Athens’ boutique community spreads a passion for sustainable fashion.art and culture
Founded by Sanni Baumgärtner nearly 12 years ago, one of the local boutiques has spearheaded Athens’ sustainable fashion movement and has also supported local artists. This mission is a testament to the name Community.
Since its inception, Community has grown to support everything from making clothes from upcycled fabrics to teaching sewing classes. For Baumgartner, protecting the planet through small steps in fashion is her lifelong career.
“It’s part of my core values of sustainability,” she said. “I think we need a sense that we are here for a purpose and that we are making an impact in the world that matters to us.”
Born in Germany and studying at the University of Georgia during his college years, Baumgärtner was initially inspired by his involvement in the supportive music scene Athens is known for, helping all things local.
Baumgärtner, who played guitar, accordion and musical saw, said: .
Merging this idea into her business model, Baumgärtner now considers supporting UGA students who are passionate about fashion, as well as artists in Athens. One such student is Lillian Maple, a senior fashion merchandising major.
Maple is passionate about creating fashion pieces inspired by her unique taste and now has her own studio where she can design anything she wants.
“[Sustainable fashion] It’s a trend, and I think it’s really great that young people, especially, are interested in it,” Maple said.
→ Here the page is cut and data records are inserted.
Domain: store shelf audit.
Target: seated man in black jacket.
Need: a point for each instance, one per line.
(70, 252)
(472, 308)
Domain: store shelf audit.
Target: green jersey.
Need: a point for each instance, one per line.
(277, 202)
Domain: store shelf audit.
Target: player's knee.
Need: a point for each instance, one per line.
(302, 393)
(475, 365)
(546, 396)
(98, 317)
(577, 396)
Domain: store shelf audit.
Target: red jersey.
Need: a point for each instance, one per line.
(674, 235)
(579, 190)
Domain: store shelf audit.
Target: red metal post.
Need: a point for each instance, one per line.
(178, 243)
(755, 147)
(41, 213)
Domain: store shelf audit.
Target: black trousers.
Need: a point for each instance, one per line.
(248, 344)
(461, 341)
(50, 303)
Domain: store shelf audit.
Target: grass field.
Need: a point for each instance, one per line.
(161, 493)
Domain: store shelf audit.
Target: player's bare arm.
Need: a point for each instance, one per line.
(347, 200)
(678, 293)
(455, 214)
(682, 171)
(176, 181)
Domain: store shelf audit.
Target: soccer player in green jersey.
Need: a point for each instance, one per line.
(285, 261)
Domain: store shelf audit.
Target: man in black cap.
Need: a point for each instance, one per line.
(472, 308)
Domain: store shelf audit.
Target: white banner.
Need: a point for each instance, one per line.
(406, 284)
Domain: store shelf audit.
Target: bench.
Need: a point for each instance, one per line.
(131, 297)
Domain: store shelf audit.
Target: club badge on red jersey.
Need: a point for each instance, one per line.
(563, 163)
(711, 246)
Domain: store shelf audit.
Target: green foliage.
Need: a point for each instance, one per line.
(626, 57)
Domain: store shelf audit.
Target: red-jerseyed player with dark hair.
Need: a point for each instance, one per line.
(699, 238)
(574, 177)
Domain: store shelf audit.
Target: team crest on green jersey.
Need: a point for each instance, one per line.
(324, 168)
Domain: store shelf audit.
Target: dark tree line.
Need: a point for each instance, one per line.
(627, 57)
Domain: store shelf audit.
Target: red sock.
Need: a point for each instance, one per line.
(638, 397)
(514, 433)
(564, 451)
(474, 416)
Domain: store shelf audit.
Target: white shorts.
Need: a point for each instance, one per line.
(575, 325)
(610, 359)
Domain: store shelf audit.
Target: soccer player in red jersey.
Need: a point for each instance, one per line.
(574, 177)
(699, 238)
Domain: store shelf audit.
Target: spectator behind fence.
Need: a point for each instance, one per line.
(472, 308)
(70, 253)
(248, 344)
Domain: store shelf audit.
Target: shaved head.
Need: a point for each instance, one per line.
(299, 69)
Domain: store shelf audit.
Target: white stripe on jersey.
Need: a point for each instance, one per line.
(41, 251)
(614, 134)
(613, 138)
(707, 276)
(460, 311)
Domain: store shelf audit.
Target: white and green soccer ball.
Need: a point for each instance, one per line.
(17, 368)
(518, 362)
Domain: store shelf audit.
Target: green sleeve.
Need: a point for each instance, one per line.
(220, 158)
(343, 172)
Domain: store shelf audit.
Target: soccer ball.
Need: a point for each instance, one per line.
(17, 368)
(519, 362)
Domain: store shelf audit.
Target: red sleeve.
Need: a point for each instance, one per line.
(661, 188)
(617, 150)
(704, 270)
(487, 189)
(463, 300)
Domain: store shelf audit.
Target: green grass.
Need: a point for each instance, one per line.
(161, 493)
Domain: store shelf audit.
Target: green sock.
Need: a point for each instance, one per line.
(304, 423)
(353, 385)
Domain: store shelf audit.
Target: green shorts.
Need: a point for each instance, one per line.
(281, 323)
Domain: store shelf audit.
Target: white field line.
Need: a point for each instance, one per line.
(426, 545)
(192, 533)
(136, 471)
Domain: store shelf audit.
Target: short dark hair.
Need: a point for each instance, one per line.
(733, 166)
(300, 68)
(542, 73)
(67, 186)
It doesn’t have to be mom’s clothes or flannel to be truly beautiful, thrifty and sustainable.”
It was The Red & Black that enabled the dynamic relationship between Maple and the Community. After her feature article on Maple was published in March 2022, Baumgärtner read her article and contacted her Maple in hopes of getting her as her vendor, which Maple agreed to. accepted.
Maple’s professional relationship with Community means she’s “more about where I get my fabrics, how I make my own, using all my scraps and making sure it doesn’t go to waste.” It helped me to be intentional, because I really want to stay true to their store’s mission.”
So far Maple has released two batches of clothing on Community.
“I get so excited when I see someone wearing my clothes because it means a lot to everyone … It’s the environmental benefits plus the whole shopping and fashion experience. makes it more meaningful and personal,” Maple said.
As with businesses across the country, the COVID-19 pandemic has brought many challenges to stores. However, it was during this time that women in the community embarked on one of her biggest projects to date: creating cloth masks. Despite high demand, Community was able to carefully sew thousands of sustainable cloth face masks for the Athens community and local hospitals.
Baumgärtner has many hopes for the future of the Community, including supporting more UGA students, growing the boutique’s online store, shipping vintage pieces nationwide, and making shipping environmentally friendly. I have.
“Now that we are focused on growth, we can support the local economy more, create more jobs, redesign and recycle more materials, and have a greater impact in terms of sustainability. ,” says Baumgärtner.
As a future project, UGA students on campus can find Community’s creations in the cafeteria. They’ve partnered with shops to make tool pouches out of jeans legs.
“Sustainable fashion is accessible to everyone,” says Baumgartner. “It’s not just slow fashion, clothes handmade in America. It’s something that we should always try to support, but it means vintage clothes, second-hand clothes, it means changing clothes, and it’s not just about clothes in your own closet. It means shopping, redesigning, learning how to sew.There are so many ways to make sustainable fashion affordable.”